Mas, em 2017, a rotina começou a se tornar desmotivadora. “Percebi que precisava de outra atividade, tinha insônia e comecei a ficar depressivo.” Foi por isso que ele se matriculou em aulas de boxe.
Com o passar dos meses, sentiu a animação voltar e mudou alguns comportamentos (parou de fumar e de se alimentar de forma errada). O sono normalizou e sua satisfação com o trabalho aumentou. “Eu me sentia mais forte, com mais foco e disposição.”
As turmas de Oliver têm alunos de diversas idades e, em algumas etapas dos projetos, é preciso lidar com grandes máquinas de corte de madeira — processo que exige muita atenção e esforço físico para manter a segurança individual e dos alunos.
Com o boxe, ele se tornou mais consciente dos movimentos de seu corpo e passou a usar apenas a força necessária nos movimentos, o que acabou com suas dores nas costas.
Além disso, ele se sente mais criativo. “Passei de dois para quatro treinos por semana. O hobby está tão enraizado em mim que quero me aperfeiçoar e aprender cada vez mais.”
Mais empatia
O administrador Luís Roberto Nascimento, de 39 anos, não imaginou que seria convidado a apresentar um programa sobre esportes quando enviou, em 2012, um e-mail com a sugestão para que a Fundação Armando Álvares Penteado (Faap) tivesse uma discussão esportiva em sua grade.
Ex-aluno da instituição, o paulistano é gestor da área de atendimento ao cliente na Agência Reguladora de Saneamento e Energia do Estado de São Paulo.
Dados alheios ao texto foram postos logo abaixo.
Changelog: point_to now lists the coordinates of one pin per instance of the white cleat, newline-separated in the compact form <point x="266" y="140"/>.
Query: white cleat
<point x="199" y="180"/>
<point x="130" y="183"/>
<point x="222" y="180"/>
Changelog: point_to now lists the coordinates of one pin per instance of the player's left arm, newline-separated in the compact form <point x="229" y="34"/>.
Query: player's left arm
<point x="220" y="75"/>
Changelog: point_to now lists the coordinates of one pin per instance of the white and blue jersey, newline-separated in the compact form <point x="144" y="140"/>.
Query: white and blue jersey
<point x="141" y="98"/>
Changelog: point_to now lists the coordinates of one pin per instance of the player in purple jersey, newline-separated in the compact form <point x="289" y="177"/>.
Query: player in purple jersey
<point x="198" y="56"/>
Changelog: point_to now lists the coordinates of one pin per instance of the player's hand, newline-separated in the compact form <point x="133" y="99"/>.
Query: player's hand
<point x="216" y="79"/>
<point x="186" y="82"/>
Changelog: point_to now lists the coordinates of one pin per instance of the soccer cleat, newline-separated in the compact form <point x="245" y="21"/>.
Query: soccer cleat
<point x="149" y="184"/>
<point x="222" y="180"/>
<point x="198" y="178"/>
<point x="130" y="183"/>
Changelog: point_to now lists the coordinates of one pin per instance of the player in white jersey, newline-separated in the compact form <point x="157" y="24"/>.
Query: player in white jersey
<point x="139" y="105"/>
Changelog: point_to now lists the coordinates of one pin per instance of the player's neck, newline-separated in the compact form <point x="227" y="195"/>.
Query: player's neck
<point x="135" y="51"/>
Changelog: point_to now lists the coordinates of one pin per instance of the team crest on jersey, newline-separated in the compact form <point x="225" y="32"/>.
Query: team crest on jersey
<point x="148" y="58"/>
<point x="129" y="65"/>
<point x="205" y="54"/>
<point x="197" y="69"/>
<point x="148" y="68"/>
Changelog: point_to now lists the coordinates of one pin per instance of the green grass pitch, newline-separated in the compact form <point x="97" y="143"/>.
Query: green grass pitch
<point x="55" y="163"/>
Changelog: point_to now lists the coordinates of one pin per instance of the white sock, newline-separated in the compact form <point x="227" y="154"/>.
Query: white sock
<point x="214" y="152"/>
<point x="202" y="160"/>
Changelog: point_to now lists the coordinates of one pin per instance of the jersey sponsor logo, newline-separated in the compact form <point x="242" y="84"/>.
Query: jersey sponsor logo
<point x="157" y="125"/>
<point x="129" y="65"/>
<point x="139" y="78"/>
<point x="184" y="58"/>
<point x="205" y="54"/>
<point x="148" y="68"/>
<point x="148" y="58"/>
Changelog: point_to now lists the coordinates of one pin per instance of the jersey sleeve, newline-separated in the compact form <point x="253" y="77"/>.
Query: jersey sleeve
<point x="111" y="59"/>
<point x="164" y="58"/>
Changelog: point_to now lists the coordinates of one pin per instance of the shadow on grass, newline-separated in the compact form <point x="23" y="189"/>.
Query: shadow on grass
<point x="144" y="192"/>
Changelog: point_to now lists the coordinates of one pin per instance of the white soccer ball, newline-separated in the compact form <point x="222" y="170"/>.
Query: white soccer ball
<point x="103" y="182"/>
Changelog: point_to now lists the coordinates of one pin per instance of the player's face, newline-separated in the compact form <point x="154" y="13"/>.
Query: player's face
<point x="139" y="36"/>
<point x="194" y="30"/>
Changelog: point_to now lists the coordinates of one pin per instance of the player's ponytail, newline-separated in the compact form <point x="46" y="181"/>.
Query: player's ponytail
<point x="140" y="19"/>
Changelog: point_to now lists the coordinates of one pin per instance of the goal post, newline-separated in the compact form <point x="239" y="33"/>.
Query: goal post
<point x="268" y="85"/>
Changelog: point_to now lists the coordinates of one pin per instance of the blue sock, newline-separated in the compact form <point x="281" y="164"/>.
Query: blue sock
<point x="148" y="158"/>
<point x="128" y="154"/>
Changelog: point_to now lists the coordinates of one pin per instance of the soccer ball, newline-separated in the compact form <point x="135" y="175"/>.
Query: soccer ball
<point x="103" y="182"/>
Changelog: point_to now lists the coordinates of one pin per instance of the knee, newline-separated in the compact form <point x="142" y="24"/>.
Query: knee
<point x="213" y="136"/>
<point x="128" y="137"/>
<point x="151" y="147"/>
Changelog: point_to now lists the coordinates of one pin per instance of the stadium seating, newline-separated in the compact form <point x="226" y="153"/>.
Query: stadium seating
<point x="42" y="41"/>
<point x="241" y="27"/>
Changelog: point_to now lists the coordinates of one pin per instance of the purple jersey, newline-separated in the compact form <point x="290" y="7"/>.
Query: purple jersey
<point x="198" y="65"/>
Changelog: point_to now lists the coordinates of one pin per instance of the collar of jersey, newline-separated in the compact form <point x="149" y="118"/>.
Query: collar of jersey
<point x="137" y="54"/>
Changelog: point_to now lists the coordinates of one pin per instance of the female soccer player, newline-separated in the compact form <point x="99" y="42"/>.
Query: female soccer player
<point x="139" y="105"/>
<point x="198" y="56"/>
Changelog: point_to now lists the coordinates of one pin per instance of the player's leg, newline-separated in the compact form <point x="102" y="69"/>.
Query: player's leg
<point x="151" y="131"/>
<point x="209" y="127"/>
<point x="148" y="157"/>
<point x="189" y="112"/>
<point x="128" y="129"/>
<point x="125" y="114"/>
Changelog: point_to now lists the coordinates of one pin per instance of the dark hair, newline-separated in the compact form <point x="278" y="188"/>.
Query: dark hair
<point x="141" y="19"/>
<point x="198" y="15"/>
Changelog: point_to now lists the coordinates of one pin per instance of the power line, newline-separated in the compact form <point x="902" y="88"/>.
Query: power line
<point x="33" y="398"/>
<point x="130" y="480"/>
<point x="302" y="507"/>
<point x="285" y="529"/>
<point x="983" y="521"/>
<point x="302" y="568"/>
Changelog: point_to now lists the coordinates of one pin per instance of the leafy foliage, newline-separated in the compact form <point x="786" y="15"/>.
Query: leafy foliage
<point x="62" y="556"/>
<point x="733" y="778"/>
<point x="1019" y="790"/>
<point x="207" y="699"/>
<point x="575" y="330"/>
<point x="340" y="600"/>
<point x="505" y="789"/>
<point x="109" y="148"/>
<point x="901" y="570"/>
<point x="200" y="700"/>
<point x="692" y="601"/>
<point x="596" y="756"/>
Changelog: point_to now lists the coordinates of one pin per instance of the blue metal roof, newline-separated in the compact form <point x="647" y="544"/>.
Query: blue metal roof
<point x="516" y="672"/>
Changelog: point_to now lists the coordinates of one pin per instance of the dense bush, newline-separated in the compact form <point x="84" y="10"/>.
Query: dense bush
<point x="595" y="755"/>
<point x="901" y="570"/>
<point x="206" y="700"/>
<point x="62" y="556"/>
No dia a dia, atua com projetos de melhorias de plataformas e gerencia casos graves de reclamações e, toda quinta-feira à noite, está à frente da bancada do No Tempo do Jogo, programa de 1 hora dedicado a entrevistas, debates e notícias semanais sobre o mundo esportivo.
“A sugestão nasceu de uma paixão que eu já tinha por esportes. Quando recebi o convite, o reflexo foi aceitar.” Sem experiência na área, Luís fez um curso de locução profissional de seis meses de duração para ajudar.
“Eu tive de me desenvolver para realizar um trabalho melhor e acabei adquirindo habilidades que levo para as outras áreas da minha vida.” Por causa do hobby, hoje ele se sente mais desenvolto para conversar com pessoas.
Além disso, o fato de mediar comentaristas e convidados no programa o ajudou a se tornar um bom ouvinte — algo essencial para seu trabalho do dia a dia. “Melhorei minha empatia.”
Criatividade sobre rodas
O hobby de Renata Lazzarili, de 26 anos, é o que lhe dá força para cumprir suas metas diárias. Quadrinista freelancer, a rotina da designer é cheia de objetivos a ser alcançados. “Preciso de disciplina para ter rendimento.”
E bota disciplina nisso. Todos os dias, Renata acorda às 8 horas e tem de seguir à risca sua lista de tarefas — caso alguma delas não seja executada, sua punição é faltar aos treinos de roller derby, esporte no qual duas equipes de jogadoras usando patins disputam desafios.
Majoritariamente feminina, a competição é conhecida por sua velocidade e pela exigência física das esportistas. Renata faz parte da Ladies of Helltown, primeira liga brasileira de roller derby, e tem uma escala pesada de treinos: três vezes durante a semana e duas nos fins de semana.
Tudo isso para se preparar para o campeonato nacional, que será em novembro, em Blumenau (SC), e envolverá cerca de 180 participantes.
Mas, para Renata, a participação no esporte vai muito além de conquistar um troféu: a ajuda efetivamente no trabalho. “Os movimentos inspiram novos traços e ampliam minha visão para as cores. Dá outra perspectiva à ilustração.”